Running analysis with LUTE is the process of submitting one or more managed Tasks. This is generally a two step process.

First, a configuration YAML file is prepared. This contains the parameterizations of all the Tasks which you may run.
Individual managed Task submission, or workflow (DAG) submission.

Note: You configure Tasks, but submit managed Tasks. If you run the help utility described below, and in the usage manual, you can find which managed Tasks correspond to which Tasks. In general, Tasks are verbs and the Executors that run them (i.e. managed Tasks) are nouns. E.g. the FindPeaksPyAlgos Task, is run by submitting the PeakFinderPyAlgos managed Task.

Config YAML

If you ran the setup_lute script you will already have a <hutch>.yaml file located in your experiment results folder. This YAML file is commented by Task. You will need to modify a few of these parameters for some of the Tasks. E.g. a partial example of the config file may look like this:

%YAML 1.3
---
title: "LUTE Task Configuration" # Include experiment description if desired
experiment: "{{ $EXPERIMENT }}"
#run: "{{ $RUN }}"
date: "2023/10/25"
lute_version: 0.1      # Do not be change unless need to force older version
task_timeout: 6000
work_dir: ""
...
---
###########
# SFX
###########

# You must provide det_name and pv_camera_length
# pv_camera_length is the detector distance
# It can be a PV, or alternative a float for a fixed offset
# Example PVs are commented below, ask beamline staff for relevant PV
# Change outdir to an appropriate directory for CXI files.
FindPeaksPyAlgos:
    outdir: "/path/to/cxi_out"
    det_name: "epix10k2M"
    event_receiver: "evr0"
    tag: "lyso"
    event_logic: false
    psana_mask: false
    mask_file: null
    min_peaks: 10
    max_peaks: 2048
    npix_min: 2
    npix_max: 30
    amax_thr: 40
    atot_thr: 180
    son_min: 10.0
    peak_rank: 3
    r0: 3.0
    dr: 2.0
    nsigm: 10.0
    #pv_camera_length: "MFX:ROB:CONT:POS:Z"  # MFX epix10k2M

If you are running from the eLog you do not need to modify the first section at all, unless you want to provide a title for your experiment. You may want to adjust the task_timeout if you believe some of your Tasks are long running. It is in units of seconds. You can change the work_dir parameter if you want to write output to some other location, when running the setup script it will be automatically set to your experiment results folder.
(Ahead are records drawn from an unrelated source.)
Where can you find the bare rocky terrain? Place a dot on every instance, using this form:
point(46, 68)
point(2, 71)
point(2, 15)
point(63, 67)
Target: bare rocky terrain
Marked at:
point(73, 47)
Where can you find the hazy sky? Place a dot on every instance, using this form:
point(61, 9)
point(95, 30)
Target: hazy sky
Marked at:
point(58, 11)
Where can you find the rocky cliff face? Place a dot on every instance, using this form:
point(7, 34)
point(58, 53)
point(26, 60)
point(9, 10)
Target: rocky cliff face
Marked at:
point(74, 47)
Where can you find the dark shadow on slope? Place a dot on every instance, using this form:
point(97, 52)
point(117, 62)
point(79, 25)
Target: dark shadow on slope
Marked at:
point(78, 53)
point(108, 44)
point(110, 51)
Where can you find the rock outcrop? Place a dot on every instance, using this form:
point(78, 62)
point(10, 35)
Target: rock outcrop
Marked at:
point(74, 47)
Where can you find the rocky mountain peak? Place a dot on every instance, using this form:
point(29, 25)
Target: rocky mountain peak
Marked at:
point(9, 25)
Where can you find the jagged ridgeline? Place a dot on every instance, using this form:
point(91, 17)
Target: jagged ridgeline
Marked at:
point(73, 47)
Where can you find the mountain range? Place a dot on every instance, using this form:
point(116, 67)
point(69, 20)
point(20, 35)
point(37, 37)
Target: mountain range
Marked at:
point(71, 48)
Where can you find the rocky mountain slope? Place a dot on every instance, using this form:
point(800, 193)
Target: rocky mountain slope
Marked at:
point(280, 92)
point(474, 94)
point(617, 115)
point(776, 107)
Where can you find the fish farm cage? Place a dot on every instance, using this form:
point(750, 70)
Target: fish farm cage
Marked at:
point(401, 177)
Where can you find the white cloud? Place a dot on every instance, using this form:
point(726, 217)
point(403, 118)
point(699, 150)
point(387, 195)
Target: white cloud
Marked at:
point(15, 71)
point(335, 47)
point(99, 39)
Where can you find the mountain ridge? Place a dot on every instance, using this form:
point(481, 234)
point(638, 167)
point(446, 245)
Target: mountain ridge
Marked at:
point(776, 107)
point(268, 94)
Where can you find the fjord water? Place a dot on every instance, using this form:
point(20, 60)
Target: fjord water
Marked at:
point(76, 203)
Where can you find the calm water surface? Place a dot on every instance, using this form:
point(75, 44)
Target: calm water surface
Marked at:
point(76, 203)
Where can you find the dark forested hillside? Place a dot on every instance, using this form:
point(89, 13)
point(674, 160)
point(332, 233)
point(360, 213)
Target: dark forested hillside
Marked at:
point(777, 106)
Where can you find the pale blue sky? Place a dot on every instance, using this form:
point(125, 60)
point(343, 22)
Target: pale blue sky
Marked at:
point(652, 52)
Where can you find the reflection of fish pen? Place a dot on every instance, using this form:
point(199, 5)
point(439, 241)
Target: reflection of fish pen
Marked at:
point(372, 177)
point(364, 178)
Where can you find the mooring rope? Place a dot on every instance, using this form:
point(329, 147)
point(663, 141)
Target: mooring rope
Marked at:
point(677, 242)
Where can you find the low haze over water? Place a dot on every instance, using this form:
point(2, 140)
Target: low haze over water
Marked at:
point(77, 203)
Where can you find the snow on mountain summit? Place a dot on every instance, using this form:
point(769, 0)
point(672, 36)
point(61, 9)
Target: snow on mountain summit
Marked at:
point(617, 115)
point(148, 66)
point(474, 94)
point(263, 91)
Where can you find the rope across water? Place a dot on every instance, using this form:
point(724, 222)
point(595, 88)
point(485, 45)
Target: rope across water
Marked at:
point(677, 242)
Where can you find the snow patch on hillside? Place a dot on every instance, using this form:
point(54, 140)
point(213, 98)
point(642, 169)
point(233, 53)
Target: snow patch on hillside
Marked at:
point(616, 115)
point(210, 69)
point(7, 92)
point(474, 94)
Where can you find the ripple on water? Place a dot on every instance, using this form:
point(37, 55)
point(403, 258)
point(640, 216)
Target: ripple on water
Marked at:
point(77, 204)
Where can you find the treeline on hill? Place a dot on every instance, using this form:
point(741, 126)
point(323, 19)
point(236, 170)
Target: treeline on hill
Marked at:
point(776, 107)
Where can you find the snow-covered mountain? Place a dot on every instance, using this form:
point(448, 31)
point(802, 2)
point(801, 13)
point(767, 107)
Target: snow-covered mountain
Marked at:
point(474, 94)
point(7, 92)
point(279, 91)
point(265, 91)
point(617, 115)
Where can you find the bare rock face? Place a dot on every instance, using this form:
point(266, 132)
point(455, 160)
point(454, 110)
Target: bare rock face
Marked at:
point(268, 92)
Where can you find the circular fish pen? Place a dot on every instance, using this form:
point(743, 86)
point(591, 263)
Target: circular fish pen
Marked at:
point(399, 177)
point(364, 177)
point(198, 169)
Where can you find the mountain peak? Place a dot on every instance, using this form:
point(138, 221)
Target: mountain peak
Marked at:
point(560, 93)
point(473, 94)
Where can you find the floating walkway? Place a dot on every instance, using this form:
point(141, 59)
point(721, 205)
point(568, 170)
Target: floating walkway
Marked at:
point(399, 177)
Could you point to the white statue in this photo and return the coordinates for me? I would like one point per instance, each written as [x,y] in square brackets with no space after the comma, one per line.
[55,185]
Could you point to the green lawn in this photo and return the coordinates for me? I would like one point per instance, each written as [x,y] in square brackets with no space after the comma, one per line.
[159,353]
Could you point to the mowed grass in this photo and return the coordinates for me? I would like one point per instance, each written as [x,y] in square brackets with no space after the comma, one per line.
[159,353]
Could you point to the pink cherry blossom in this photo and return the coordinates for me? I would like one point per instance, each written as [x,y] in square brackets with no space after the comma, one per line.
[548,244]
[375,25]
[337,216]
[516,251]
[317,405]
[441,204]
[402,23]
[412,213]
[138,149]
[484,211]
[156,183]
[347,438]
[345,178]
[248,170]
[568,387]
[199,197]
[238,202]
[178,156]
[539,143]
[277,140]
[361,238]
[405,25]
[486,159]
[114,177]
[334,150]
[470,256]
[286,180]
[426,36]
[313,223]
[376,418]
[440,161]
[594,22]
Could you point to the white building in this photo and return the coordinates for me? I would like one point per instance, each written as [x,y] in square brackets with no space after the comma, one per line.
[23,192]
The provided comments and Task name should be enough to get you started. If there are any questions, first try running the utilities described below, then refer to the more in depth usage manual on Task configuration located in this documentation. Contact the maintainers if anything is still unclear.

If you are attempting to create a configuration file from scratch refer first to the usage manual.

A note on utilties

In the utilities directory (in the main lute directory) there are two useful programs to provide assistance with using the software:

utilities/dbview: LUTE stores all parameters for every analysis routine it runs (as well as results) in a database. This database is stored in the work_dir defined in the YAML file. The dbview utility is a TUI application (Text-based user interface) which runs in the terminal. It allows you to navigate a LUTE database using the arrow keys, etc. Usage is: utilities/dbview -p <path/to/lute.db>. You will only have a database after your first managed Task completes (whether it succeeds or not). (NOTE: If using the new database specification v0.2, you can additionally pass the --summarize option to utilities/dbview. This will pivot and reorganize the data since the table structure is harder to parse at a glance in the new specification.)
utilities/lute_help: This utility provides help and usage information for running LUTE software. It provides access to parameter descriptions to assist in properly filling out a configuration YAML. It's usage is described in slightly more detail in the Usage Manual. Briefly you can run lute_help -t <TaskName> to retrieve parameters for a single Task (to put in your configuration YAML), or lute_help -l to list all Tasks (and their associated managed Tasks).